Photo by Images_of_Money
I recently received the following question from a reader:
[When we spoke at a recent conference] I had been thinking of a $1/month price point [for my product aimed at teachers] to make it a “no-brainer,” and you strongly advised against it, suggesting $5-7 at a minimum. Are you concerned at all about the fact that teachers could continue using the existing work-around solution? I wonder if I provide enough value to rationalize $5-7. Maybe it would be better for me to find more ways to add value rather than lower my price point?
My Response
Trying to make money selling an app for $1/month is crazy unless your market is gigantic and you have the expertise or the funds to reach them (and even then, support will kill you).
Let’s look at some numbers:
- If your goal is a meager $2k per month you need 2k customers.
- To begin, that’s a lot of non-technical customers to support for that little money. You’ll still be working a full-time job at that point so it’ll be nights and weekends. Not cool.
- To get 2k customers with a 1% conversion rate you’ll need 200k unique visitors (total, not monthly). If you crank hard on promotion and word of mouth you’ll ramp up to thousands of uniques per month. Unless this is a massive market where you can rank high in a major search engine, it’s going to take you years to drive 200k uniques since you don’t have the budget to run ads.

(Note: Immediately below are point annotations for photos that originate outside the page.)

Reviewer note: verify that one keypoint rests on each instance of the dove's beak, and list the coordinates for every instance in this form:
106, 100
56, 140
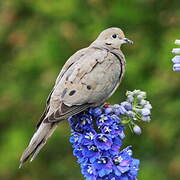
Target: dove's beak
127, 41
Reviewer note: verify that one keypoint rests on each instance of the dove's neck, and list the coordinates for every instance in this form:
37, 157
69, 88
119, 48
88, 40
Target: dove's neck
117, 51
101, 45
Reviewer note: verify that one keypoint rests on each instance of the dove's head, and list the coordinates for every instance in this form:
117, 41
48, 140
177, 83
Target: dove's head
111, 38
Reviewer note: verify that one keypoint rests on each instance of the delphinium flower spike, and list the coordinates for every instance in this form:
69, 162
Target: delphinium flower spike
97, 136
176, 59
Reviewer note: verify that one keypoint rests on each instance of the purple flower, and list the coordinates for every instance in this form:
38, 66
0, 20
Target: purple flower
176, 67
176, 60
103, 142
103, 165
104, 120
97, 136
137, 129
176, 51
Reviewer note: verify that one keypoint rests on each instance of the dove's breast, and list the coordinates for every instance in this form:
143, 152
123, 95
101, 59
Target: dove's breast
92, 79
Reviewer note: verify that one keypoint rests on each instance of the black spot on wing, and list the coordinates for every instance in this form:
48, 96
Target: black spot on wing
72, 92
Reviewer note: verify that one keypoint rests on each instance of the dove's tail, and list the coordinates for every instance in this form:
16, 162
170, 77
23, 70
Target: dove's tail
38, 140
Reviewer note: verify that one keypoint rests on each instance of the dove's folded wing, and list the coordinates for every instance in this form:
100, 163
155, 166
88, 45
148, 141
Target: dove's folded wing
88, 81
66, 66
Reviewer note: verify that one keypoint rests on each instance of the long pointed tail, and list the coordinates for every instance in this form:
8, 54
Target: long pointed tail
38, 140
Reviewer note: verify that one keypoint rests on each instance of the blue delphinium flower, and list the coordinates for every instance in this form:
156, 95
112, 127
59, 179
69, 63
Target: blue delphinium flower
97, 136
176, 59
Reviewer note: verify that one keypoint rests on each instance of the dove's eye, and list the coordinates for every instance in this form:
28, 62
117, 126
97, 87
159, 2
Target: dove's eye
114, 36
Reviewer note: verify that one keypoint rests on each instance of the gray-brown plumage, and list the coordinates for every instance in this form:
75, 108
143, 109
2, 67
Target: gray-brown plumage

- Speaking of ads…at $1/mo (or $7/mo), you won’t have the budget to run ads. The cost to acquire each customer (CAC) will be too high compared to the lifetime value (LTV) you will receive from each one. So you will be forced into “free” sources of sign-ups like SEO, word of mouth and vitality. This is not the end of the world, but if you don’t know how to optimize those super competitive channels, it’s not going to be easy.
- In general, and counterintuitively, lower priced products tend to have higher churn, higher support burdens, and more price-sensitive customers.
- Since running into this issue myself with several B2C plays I have personally moved each successive product upmarket, and moved to selling to businesses. Even at $10/mo, it’s hard to grow a SaaS past tens of thousands per month in MRR without a lot of incoming traffic. If that’s your end goal, awesome! If you’re early in your journey
- But honestly, I would try for what I call “Aspirational Pricing,” which is when people ask you to lower your price, you ask “What would I need to build to make it worth the price I’m charging today?” And then build those features (as long as they are within your product vision).
- Charging $50 or $100/month (or more) is such a better way to go, in my experience with my own companies and those I advise.
- Also, in this case, if you are stuck charging $5 or $7/month I would charge annually so you’re at least getting the cash up-front to allow you to grow re-invest into the product and grow the business faster.